# Difference between rotational and translational KE for a point particle on disk spinning around a stationary axis

My textbook states that a particle spinning around a stationary axis has rotational kinetic energy only. For a rolling object, KE consists of both translational and rotational kinetic energy, which means that they describe different quantities of motion. For a single particle in a disk spinning around a stationary axis, why doesn't the particle have an expression for translational kinetic energy?

I think you (or the textbook author) is mixing up the ideas of a point particle and a rigid body.

A point particle only has translational KE. Since its "radius of a point particle" is zero by definition, there is no way to tell (in Newtonian mechanics) if it is rotating or not.

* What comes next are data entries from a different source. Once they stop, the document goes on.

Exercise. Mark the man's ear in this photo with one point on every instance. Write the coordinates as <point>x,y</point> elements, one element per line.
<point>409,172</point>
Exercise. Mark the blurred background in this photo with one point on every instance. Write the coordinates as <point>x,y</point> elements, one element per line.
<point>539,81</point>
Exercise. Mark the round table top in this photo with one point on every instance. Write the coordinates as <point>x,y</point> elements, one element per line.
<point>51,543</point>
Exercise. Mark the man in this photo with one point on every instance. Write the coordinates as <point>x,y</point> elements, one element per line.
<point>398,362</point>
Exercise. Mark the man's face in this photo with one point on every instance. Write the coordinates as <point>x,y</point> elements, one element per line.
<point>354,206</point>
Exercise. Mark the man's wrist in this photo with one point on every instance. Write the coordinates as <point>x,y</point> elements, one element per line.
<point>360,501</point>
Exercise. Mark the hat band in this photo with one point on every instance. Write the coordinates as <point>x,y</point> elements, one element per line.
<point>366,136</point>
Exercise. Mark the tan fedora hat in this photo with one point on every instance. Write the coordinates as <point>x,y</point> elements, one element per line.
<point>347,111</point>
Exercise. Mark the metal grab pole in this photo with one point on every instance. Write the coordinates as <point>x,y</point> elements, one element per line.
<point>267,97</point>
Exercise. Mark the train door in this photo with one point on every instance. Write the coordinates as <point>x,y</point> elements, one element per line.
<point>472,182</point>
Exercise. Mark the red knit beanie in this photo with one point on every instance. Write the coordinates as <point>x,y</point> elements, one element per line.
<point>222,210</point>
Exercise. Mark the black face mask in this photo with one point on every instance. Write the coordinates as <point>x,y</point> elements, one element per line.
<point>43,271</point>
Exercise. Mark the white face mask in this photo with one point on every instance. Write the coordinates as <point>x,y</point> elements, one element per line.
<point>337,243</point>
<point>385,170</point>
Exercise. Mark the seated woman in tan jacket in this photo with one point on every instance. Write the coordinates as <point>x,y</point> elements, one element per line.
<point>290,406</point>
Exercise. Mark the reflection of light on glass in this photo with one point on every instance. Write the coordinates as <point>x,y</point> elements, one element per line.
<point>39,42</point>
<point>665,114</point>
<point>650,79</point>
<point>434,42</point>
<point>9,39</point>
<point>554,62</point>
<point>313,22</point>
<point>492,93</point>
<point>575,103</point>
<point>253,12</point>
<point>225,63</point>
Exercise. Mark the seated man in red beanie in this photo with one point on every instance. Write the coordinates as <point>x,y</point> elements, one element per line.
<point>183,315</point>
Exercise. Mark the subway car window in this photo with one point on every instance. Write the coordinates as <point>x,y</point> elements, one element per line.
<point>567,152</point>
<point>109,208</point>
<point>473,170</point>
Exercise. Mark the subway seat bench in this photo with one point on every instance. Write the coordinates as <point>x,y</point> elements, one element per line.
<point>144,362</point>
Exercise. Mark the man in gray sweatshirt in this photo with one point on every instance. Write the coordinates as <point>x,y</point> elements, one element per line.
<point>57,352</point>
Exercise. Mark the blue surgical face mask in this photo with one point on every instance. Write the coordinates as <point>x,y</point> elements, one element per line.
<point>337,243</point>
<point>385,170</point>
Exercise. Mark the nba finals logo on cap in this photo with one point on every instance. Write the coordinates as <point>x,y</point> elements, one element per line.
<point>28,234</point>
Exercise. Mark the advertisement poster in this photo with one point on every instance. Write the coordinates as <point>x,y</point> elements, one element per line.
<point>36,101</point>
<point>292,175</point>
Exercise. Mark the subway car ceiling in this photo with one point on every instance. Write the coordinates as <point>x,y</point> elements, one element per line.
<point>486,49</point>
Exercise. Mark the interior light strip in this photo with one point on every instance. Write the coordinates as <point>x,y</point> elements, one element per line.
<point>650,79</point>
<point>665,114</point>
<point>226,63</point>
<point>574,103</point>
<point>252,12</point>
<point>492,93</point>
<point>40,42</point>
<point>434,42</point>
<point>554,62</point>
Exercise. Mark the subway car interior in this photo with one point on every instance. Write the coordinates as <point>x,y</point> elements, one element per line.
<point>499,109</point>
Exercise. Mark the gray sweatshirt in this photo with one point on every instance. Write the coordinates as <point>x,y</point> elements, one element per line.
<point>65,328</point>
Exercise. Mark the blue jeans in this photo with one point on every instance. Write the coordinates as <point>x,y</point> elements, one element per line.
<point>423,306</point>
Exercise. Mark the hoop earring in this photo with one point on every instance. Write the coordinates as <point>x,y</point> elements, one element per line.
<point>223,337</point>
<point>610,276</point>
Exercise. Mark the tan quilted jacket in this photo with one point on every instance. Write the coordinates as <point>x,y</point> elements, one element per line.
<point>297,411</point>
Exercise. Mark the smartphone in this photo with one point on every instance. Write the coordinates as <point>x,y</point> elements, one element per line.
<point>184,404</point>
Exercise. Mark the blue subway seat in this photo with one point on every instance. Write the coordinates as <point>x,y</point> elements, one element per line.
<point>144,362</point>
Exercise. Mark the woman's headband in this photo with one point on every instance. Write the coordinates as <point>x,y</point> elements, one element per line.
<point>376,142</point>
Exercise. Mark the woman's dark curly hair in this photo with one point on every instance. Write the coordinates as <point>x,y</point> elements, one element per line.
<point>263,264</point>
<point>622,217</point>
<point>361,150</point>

For a rigid body which is not a point, the total KE is the sum of the KEs of every point particle in the body. However, you can split the KE into two parts: (1) the KE of a point particle with the total mass of the body, at the center of mass of the body and (2) the translational KE of the particles moving relative to the center of mass.

So the rotational KE of a rigid body is really part of the translational KE of all the point particles in the body.

If the center of mass of the rigid body is not moving, the rotational KE of the body is the total translational KE of all the point particles, since part (1) defined above is zero.

For a rigid body rotating about a fixed axis, the rotational energy is the sum of all of the tangential kinetic energies of all of the particles in the body. For your point particle, you can talk about the energy associated with its rotation about the axis, or its translational kinetic energy. They are both the same energy.